III  Asset data sources and discovery methodologies - compare & contrast

Traditionally, analysts have relied on a patchwork of sources to piece together where companies operate. Below, we compare discovery methods, highlighting pros and cons of each:

Comparison Summary: Table 1 below provides a high-level comparison of these approaches in terms of coverage, accuracy, update frequency, and suitability for nature and biodiversity risk use-cases.

NatureAlpha’s approach aims to integrate the strengths of these approaches while mitigating many drawbacks. It leverages public data and disclosures where available (ensuring accuracy and detail), uses AI to uncover gaps and keep data fresh, employs geospatial analytics akin to NGO efforts to tag environmental context, and delivers data in a consistent, standardized format suitable for financial analysis. The result is a dataset that the CGFI report’s recommendations seem to anticipate: asset-level disclosure, open data access, and standardized methodologies to improve usability of location data.

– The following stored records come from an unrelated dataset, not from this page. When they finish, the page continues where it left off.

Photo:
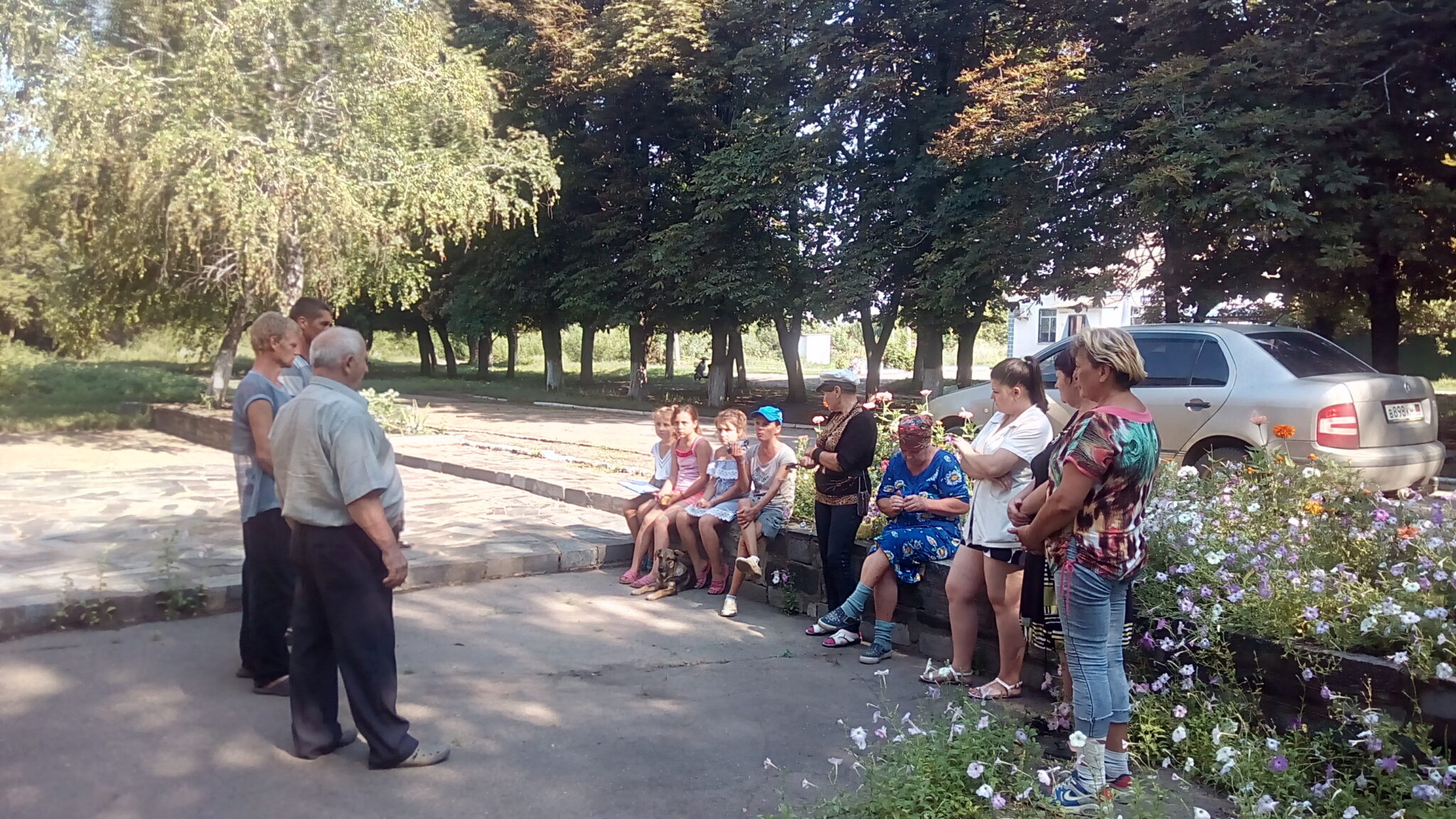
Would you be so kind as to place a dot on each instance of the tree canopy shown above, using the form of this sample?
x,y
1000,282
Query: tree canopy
x,y
672,165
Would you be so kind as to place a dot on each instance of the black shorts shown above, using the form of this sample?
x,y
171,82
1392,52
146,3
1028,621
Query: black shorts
x,y
1012,556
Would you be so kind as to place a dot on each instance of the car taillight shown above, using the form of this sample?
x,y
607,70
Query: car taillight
x,y
1339,427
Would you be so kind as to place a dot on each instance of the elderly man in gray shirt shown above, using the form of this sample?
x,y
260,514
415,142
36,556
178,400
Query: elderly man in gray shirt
x,y
341,493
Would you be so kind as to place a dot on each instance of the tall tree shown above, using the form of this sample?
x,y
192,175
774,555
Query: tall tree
x,y
245,151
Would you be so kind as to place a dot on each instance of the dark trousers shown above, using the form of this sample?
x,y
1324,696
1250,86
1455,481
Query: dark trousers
x,y
267,596
837,527
344,626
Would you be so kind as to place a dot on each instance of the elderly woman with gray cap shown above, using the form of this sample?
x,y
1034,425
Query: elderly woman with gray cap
x,y
840,461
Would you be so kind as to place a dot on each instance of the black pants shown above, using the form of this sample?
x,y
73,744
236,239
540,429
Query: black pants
x,y
837,527
267,596
344,624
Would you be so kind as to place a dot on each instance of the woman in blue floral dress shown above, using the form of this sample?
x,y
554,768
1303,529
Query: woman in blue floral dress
x,y
924,494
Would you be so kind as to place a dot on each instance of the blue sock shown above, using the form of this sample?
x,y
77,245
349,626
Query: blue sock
x,y
883,630
855,604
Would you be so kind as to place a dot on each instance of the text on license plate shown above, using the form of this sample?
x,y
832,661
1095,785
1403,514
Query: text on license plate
x,y
1406,412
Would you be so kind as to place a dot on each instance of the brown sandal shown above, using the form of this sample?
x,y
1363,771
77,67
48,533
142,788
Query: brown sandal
x,y
1011,691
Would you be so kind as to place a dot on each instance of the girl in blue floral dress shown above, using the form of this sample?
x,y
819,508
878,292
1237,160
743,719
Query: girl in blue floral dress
x,y
924,494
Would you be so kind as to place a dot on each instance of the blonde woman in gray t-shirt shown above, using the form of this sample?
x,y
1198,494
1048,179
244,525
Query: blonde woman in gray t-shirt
x,y
771,502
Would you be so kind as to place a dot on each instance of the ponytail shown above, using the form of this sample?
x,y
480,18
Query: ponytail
x,y
1024,373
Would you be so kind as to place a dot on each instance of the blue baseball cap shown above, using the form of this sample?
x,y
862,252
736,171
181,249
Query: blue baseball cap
x,y
771,414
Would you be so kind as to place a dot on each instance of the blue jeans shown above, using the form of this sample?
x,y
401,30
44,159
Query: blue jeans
x,y
1093,612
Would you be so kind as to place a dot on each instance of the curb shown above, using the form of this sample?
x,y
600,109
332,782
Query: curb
x,y
225,592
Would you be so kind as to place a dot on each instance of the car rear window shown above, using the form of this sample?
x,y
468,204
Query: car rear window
x,y
1307,355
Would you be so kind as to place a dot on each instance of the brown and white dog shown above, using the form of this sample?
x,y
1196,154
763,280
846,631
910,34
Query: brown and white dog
x,y
675,573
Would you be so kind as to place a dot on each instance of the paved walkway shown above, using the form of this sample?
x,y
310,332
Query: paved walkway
x,y
560,695
156,503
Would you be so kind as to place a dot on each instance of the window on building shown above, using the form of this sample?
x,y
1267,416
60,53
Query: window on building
x,y
1075,324
1046,326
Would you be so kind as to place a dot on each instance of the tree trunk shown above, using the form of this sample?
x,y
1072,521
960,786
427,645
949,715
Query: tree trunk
x,y
740,382
513,340
931,350
291,284
589,348
875,346
721,365
638,337
965,334
1385,315
427,348
482,356
551,344
790,334
228,350
451,366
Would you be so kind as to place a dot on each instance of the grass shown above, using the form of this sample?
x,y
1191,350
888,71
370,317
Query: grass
x,y
611,388
43,392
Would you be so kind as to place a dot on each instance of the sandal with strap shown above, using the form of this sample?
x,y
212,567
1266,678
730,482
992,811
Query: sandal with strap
x,y
987,692
944,675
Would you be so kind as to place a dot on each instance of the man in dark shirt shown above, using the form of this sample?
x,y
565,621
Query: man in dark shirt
x,y
840,461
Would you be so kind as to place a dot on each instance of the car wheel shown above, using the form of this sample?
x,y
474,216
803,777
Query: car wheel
x,y
1222,455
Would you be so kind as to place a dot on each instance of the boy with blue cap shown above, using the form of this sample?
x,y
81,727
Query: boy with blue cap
x,y
771,502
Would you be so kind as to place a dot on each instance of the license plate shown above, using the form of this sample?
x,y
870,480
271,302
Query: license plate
x,y
1403,412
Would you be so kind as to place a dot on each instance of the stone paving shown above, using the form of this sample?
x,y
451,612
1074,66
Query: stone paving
x,y
124,530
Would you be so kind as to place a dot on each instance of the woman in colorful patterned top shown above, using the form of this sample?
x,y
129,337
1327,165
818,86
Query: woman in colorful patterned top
x,y
1101,477
924,494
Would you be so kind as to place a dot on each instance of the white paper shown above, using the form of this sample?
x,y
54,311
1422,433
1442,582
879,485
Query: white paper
x,y
638,487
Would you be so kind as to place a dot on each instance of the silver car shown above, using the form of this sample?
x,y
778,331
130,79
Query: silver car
x,y
1207,382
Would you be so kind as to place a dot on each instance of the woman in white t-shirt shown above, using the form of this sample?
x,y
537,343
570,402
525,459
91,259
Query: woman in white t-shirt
x,y
999,461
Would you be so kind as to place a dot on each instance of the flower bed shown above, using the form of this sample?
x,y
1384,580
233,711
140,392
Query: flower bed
x,y
1303,556
1297,556
1297,656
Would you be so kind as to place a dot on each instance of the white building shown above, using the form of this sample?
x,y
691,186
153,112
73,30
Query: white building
x,y
1039,323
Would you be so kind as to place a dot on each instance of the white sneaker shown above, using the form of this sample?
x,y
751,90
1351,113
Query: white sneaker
x,y
750,567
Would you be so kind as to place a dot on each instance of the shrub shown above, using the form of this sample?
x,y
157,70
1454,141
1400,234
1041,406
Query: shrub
x,y
40,391
395,417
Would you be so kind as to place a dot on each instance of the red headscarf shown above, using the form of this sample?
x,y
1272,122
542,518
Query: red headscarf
x,y
915,432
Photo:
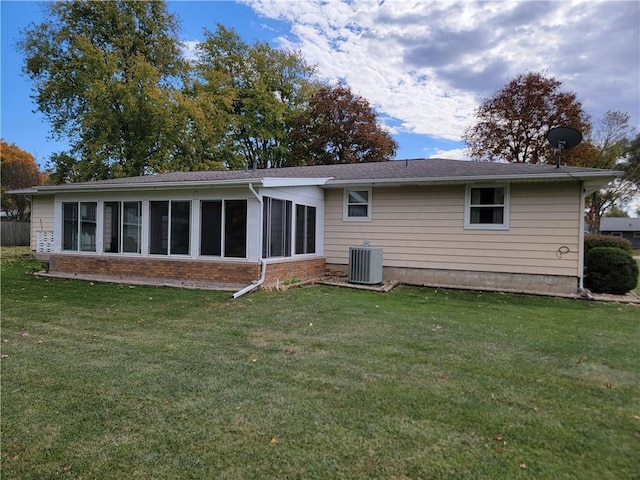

IV  Use Cases: Regulators, Investors, Stewards

A high-resolution asset location dataset unlocks a range of applications across the financial sector ecosystem:

Regulatory Supervision & Risk Analysis: Central banks and financial regulators are increasingly concerned about nature-related systemic risk. For example, the Network for Greening the Financial System (NGFS) and the Financial Stability Board (FSB) have highlighted the need to assess how biodiversity loss could affect financial stability. To conduct stress tests or scenario analyses, regulators need to know where banks’ and insurers’ exposures lie relative to biodiversity hotspots or vulnerable ecosystems. NatureAlpha’s data can feed into such models by mapping loan books or investment portfolios to specific locations. Supervisors could identify, say, that a large share of a country’s banking assets (through project finance or corporate loans) are tied to operations in Amazonia or Southeast Asian peatlands – indicating concentration risk if deforestation or climate impacts in those areas accelerate. Moreover, as EU regulators implement the CSRD, they will expect companies to report “sites near biodiversity-sensitive areas”; NatureAlpha could serve as an independent check or data source to verify those disclosures across thousands of companies.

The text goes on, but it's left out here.